Шрифт:
Закладка:
– Нейт, я должен тебя спросить, – сказал он. – У тебя на стене висит диплом. А учился ли ты на самом деле в той школе?
Нико почувствовал, как по коже побежали мурашки. За всё его пребывание в США это был первый случай, когда его уличили во лжи. В голове метались мысли. Как они узнали? Что ещё им известно? Он вспомнил учёбу в Англии и свои успехи на парах, которые он посещал под именем Томаса Гергеля. Учился ли он на самом деле в той школе? Учился, конечно.
– Нет, – ответил он. – Простите. Я подумал, это впечатлит людей.
Владелец пожал плечами и медленно выдохнул.
– Что ж. Лично мне всё равно. Не стоило говорить с тем репортёром. Мы с этим разберёмся.
– Что вы имеете в виду?
Он хлопнул Нико по плечу.
– Не переживай. Продолжай отбирать таланты. Но больше никакой лжи, договорились?
Нико смотрел ему вслед. День за днём он ждал, когда правда выйдет наружу. Но ничего не произошло. Вестерн вышел в прокат и возымел большой успех. Нико дали премию. Спустя три месяца он ушёл из студии и основал собственную компанию, где из офиса был прямой выход на парковку и никто из сотрудников не видел, когда владелец приезжает и уезжает.
Сердце и чего оно жаждет
Позвольте мне порассуждать о любви. Возможно, вы спросите, что о ней может знать Правда. Но вспомните, каким словом люди описывают любовь в её самой чистой форме?
«Истинная».
Так что мне есть что сказать.
На протяжении многих веков вы спорили о том, что такое истинная любовь. Кто-то считает, что это когда счастье другого человека для тебя важнее собственного.
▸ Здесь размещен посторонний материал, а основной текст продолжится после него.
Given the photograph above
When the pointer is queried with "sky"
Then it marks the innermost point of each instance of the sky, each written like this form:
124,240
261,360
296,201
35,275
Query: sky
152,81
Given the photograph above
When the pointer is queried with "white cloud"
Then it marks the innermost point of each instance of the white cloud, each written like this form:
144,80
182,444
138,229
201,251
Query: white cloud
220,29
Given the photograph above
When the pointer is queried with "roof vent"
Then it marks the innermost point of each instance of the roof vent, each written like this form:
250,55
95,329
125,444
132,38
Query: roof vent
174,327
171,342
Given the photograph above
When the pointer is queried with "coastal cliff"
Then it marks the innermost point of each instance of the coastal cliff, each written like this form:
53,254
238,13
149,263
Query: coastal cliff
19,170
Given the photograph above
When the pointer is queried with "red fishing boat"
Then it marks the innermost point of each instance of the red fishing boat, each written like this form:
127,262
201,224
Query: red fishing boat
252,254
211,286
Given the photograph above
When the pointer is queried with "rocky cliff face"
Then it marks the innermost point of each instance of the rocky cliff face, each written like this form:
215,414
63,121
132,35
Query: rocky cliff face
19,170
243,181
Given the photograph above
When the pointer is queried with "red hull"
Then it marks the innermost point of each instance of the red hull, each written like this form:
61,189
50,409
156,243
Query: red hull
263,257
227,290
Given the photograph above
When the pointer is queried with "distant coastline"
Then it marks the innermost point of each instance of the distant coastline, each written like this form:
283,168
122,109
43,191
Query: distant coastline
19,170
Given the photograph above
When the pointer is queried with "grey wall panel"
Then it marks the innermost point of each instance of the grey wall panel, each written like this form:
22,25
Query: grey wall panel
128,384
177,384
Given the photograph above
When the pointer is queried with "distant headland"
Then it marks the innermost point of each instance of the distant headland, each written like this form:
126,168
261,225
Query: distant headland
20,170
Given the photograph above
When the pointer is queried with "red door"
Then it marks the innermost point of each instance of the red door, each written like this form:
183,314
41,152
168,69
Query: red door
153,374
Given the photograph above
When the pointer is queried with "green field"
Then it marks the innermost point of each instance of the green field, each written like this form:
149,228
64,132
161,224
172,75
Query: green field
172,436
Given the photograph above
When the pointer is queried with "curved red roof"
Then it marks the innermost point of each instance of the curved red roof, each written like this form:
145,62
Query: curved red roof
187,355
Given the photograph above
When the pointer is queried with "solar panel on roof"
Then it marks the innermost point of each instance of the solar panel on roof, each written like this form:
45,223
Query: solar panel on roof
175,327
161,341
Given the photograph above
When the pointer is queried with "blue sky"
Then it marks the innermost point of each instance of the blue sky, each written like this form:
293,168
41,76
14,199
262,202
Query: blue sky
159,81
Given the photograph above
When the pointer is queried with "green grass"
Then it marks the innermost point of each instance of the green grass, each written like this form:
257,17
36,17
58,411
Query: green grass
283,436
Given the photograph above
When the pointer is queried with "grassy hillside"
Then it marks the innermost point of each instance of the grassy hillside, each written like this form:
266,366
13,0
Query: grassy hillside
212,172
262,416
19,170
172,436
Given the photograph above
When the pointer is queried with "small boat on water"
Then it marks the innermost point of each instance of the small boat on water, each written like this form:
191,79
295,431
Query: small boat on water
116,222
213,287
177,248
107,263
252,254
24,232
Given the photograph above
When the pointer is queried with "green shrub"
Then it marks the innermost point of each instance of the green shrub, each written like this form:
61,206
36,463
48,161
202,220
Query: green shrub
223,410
Другие говорят, что это когда не можешь представить мир без своего партнёра.
По моему мнению, истинная любовь проста. Это любовь, в которой не лжёшь самому себе.
В глубине души Фанни знала правду – она никогда по-настоящему не любила Себастьяна. Он подарил ей домашний очаг. Стал для неё успокоением. Когда они встретились в Салониках у Белой башни, оба были живы, но сами толком не знали почему. Благодаря свадьбе их выживание обрело смысл.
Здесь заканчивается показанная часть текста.